What can the add/mult nodes do that the mix node cannot ?
Related to #2480
@fpsunflower Its not so much a feature of codegen, as much as function of the HW shader language backends here. The implementation of the BSDF nodes that accept a weight input are written to early out if the weight is zero. In the mix case the weight is often not zero, but unfolding the mix math and moving the weight to be combined with the weight input to the BSDF node does often end up with zero weights in the BSDF nodes. In a language like OSL I would expect the OSL optimizer to be able to fold away the unused branches if the mix value is set to 0 or 1.
@bernardkwok today anyone not using codegen wouldn't have access to the optimization in this form. We could pre-process nodegraphs during build with this logic if we wanted. Personally I'm not a fan of optimizing the nodegraphs, when we've only validated it a performance improvement in subset of the backend languages.
I actually wonder if we should put this optimization behind a code gen option switch to make it easier for downstream consumers to profile either way and make their own decision if they want it.
If we grow the number of these sorts of optimizations, which I hope we do, there are a number of other really valuable ones we used at Imageworks, then I can imagine a world where perhaps downstream consumers could run "code gen" to generate an optimized version of the graph - but not go all the way to shader code. I think this might actually be an important part of any future overhaul of the code gen system, to centralize the graph based construction and optimization, and allow an "exit-point" here. But this is all me just shooting from the hip.
Ah I see now -- the issue is the mix happens after the BSDFs are already evaluated, so there's no chance to short-circuit them. In the new layout they can be. This makes sense.
Just for some more context - Slack conversations with Kai Rohmer here, suggest that at least in MDL this optimization might not be ideal. So we should refactor things here to be constrained to the HW shading languages for now.
I've added a GenOption based option to toggle this behavior on and off. It's also enabled for the GLSL/MSL code generators used in MaterialXView and MaterialXGraphEditor.
Before this is merged the specialized versions of the graph should be removed from (libraries/bxdf/genglsl) - but I'm leaving them here for now to allow easier A/B testing between the modified nodegraph approach and the programmatic approach in this PR.

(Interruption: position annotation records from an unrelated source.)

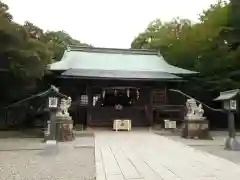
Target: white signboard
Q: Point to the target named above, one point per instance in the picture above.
(233, 104)
(53, 102)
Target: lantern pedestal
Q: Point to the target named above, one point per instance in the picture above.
(232, 144)
(197, 129)
(64, 128)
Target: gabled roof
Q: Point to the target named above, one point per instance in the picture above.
(116, 74)
(118, 60)
(49, 91)
(228, 95)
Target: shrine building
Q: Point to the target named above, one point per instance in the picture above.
(107, 84)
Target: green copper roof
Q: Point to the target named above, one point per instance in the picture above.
(115, 59)
(116, 74)
(228, 95)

@ld-kerley Following up on our last MaterialX TSC meeting, I'd love to bring this PR back into focus again, so that we can make it available as a platform for #2680 and further generator optimizations in the future.
When you have a moment, would you mind resolving the handful of merge conflicts in MaterialXGenShader?
I can then take the next step and compare the performance of these latest generator optimizations against the manually optimized shading model graphs, and we can work through any minor differences that may remain.
I rebased and pushed - and re-ran the test suite locally - but didn't have time to validate the optimizations again - I think they should still be valid, but it would be really interesting to find a way to add a unit test to verify they are applied correctly.